The candidates seemed to realize that none of their families is typical in the old sense. None of them tried to look like the '50s family. Instead, they focused on being "typical" in a different, 21st-century sense: They worked hard to show us how emotionally close they are.
Over the past few decades, the emotional rewards of family life have become more important to Americans, as compared to the rewards of bringing home a paycheck or raising children. In a 2001 national survey conducted by the National Marriage Project, more than 80 percent of women in their 20s agreed with the statement that it's more important "to have a husband who can communicate about his deepest feelings than to have a husband who makes a good living."
Personal satisfaction, the feeling that your family is helping you grow and develop as a person, communication, openness: These are the kinds of criteria people use in evaluating their family lives. Practical concerns still matter, but if that's all that holds your family together these days, people may view it askance. Given the demographic diversity of American families, emotional closeness, not who the Census takers find in your home, has become the new gold standard.
And so all four aspiring first and second families, despite their differences, appealed to the voters in much the same way. Each wanted to show how much support and warmth they provide to one other. What matters here is not whether your current wife is your first or second but whether you draw emotional strength from her. So Obama refers to his wife as "my rock" and McCain says of his wife, Cindy, "she's more my inspiration than I am hers." What matters is not whether your teenage daughter is pregnant but whether you provide loving support to her. So Palin and her husband issued a statement assuring the nation, "As Bristol faces the responsibilities of adulthood, she knows she has our unconditional love and support." What matters is being a loving, devoted father, even after the tragedy of losing one's spouse. So Biden's son Beau introduced his father to the Democrats in Denver as "my friend, my father, my hero."
This is not to say that the modern family is a free-for-all, choose-your-own-Thanksgiving-guest-list adventure for everyone. Social conservatives, for instance, still hold the family to stricter moral standards. In 1998, sociologist Penny Edgell asked all of the pastors in four upstate New York communities whether they agreed with the statement, "There have been all kinds of families throughout history, and God approves of many different kinds of families." Eighty-eight percent of pastors from the more liberal Protestant denominations agreed; none of the pastors from conservative denominations did. Social conservatives tend to disapprove of divorce except in cases of infidelity or desertion. They teach their children to abstain from sex until after marriage. But the religious right's reaction to the news of Bristol Palin's pregnancy shows they are willing to embrace a family that deviates from their ideals if the parents are willing to support each other and their children through difficult times. As former Baptist preacher, Arkansas governor and GOP presidential candidate Mike Huckabee said last week, "People of faith aren't people of perfection."

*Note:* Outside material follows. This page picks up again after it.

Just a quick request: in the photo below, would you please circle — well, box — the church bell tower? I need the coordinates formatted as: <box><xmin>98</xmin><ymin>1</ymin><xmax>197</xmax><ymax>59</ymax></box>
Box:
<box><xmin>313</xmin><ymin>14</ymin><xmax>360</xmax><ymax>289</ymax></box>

What is important today, in other words, is not who you live with -- and how you're legally bound to them -- but rather how you feel about them.
This is a barrier-breaking election in so many ways. But apart from the race and gender hurdles being trampled, the 2008 campaign has also shown that Americans, whether from red or blue states, have embraced a broad definition of what constitutes a family. Some traditionalists may lament the decline of the first-marriage, single-earner households. But diversity, in this case, has clear virtues. Would we really want to go back to an era when a divorce disqualified a person from running for president? Come November, it is unlikely to bother many voters that McCain is on his second marriage or that Michelle Obama had a demanding career or that Palin's daughter is facing what used to be called a shotgun wedding.
Of course, Americans' tolerance for family diversity still has limits; many voters, for instance, find it difficult to accept gay and lesbian unions. In 2004, Mary Cheney, the lesbian daughter of Vice President Cheney, sat in the audience with her partner as her father delivered his acceptance speech at the Republican convention. But the couple did not join the rest of the Cheney family on stage afterward and did not sit with the vice president when President Bush delivered his speech the following evening.
If the trend toward embracing greater diversity continues, however, convention stages a generation from now could easily look quite different from this year's. We could all be watching as a gay or lesbian candidate shouts out to his or her "rock" or "inspiration": a same-sex partner, smiling from the VIP box.
Andrew J. Cherlin is a professor of sociology and public policy at Johns Hopkins University.